No Parking During the Time Slip

By Adam Aresty


Word of advice: do not get a parking ticket on Mars.

It happened to me, and RedSec tracked me halfway across the solar system. I was planet-side for Tharsis Fest and made the mistake of landing on the south slope of Olympus Mons. Forget the twenty-thousand others parked there with me, I was the only one who didn’t read the signs around the pit of Karzok crater. “No Parking During Time-Slip,” it read. Those 39.5 minutes when Earth and Mars were out of sync. I was too anxious to get to the party to care about time gaps. Ah, who am I kidding? The moment we touched down in the dust, I was several beers deep and probably couldn’t tell the sidereal watch on my wrist from the grav-boots on my feet, if you know what I mean…

I’d been seeing Lorraine for a few months by that point, and we’d splurged on the tickets. We were there to have fun, not to calculate heliocentric longitude… Well, the fest was as great as I’d expected, but just thinking about the whole ordeal, and what happened next, still bums me out.

The headache was an after-effect of weighing a fraction of what I was used to in the gravity well of Earth. But I remember every boot fall landing like a thousand boulders in my brain as Lorraine and I trekked back through a sandstorm to find the digital notice on my cockpit glass. We were fighting about something stupid, a telling sign of things to come. Looking back, I’m surprised that RedSec didn’t boot my mass drives. If they had, that’s where this story would end.

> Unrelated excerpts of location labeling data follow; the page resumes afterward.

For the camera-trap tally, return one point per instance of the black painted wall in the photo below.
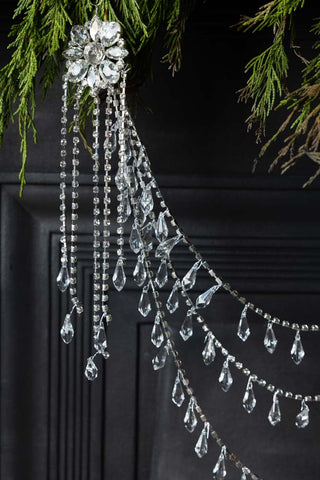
(260, 233)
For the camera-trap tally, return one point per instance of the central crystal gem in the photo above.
(94, 53)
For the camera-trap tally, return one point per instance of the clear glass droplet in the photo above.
(186, 330)
(270, 341)
(177, 392)
(190, 419)
(63, 279)
(275, 413)
(297, 351)
(161, 228)
(144, 305)
(67, 331)
(201, 447)
(302, 419)
(162, 273)
(91, 371)
(190, 277)
(119, 277)
(209, 352)
(249, 399)
(225, 378)
(243, 327)
(205, 298)
(139, 272)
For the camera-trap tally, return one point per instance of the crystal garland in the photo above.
(95, 60)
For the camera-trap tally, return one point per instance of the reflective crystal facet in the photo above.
(205, 298)
(164, 248)
(209, 352)
(63, 279)
(139, 272)
(161, 228)
(225, 378)
(67, 331)
(201, 447)
(162, 273)
(243, 327)
(297, 351)
(144, 305)
(186, 329)
(190, 419)
(190, 277)
(302, 419)
(270, 341)
(249, 400)
(274, 416)
(177, 392)
(91, 371)
(119, 277)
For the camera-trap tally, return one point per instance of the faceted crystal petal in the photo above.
(161, 228)
(190, 419)
(209, 352)
(144, 305)
(225, 378)
(205, 298)
(297, 351)
(186, 330)
(139, 272)
(91, 371)
(119, 277)
(67, 331)
(190, 277)
(162, 274)
(63, 279)
(164, 248)
(270, 341)
(249, 400)
(243, 327)
(173, 300)
(302, 419)
(177, 392)
(160, 359)
(109, 33)
(201, 447)
(275, 413)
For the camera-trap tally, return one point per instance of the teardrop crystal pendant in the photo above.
(91, 371)
(190, 419)
(63, 279)
(177, 392)
(297, 351)
(67, 331)
(173, 299)
(162, 274)
(159, 360)
(243, 327)
(205, 298)
(139, 272)
(186, 330)
(190, 277)
(161, 228)
(219, 471)
(225, 378)
(302, 419)
(274, 416)
(249, 399)
(119, 277)
(144, 305)
(270, 341)
(209, 352)
(157, 336)
(201, 447)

Instead, I tossed the notice into my glove compartment where it stayed as Lorraine and I continued on to Ganymede and then to Luna, where we unfortunately broke up. She said I was forgetful, and that all I thought about was where I was headed next. Some crap about it being about the journey, not the destination. So I pulled out my map of the solar system to remind her. We’d been marking it with green waypoints at all the spots we visited together. Lorraine had been excited about filling those waypoints in with me… now she said they were more important to me than she was. “You can’t set foot on every asteroid in the damn belt,” she said.

Things Lorraine also said: that I never stopped to notice the comets passing through our trajectory, that I played way too much Asteroid Command, and she even cited my lack of appreciation for the eclipse of Venus, even though I saw footage of it afterward on the news feeds. I told her that if she wanted to stay on Luna, that was fine. My window was about to close for the Great Slingshot around the sun… and I had already spent good money on the tickets. If she wanted, I could find someone to take her’s―

At this point, she walked out of our hostel, slamming the door behind her. We’d been sharing a room with six others. Glen, the ganja dealer from Callisto, snapped up her ticket.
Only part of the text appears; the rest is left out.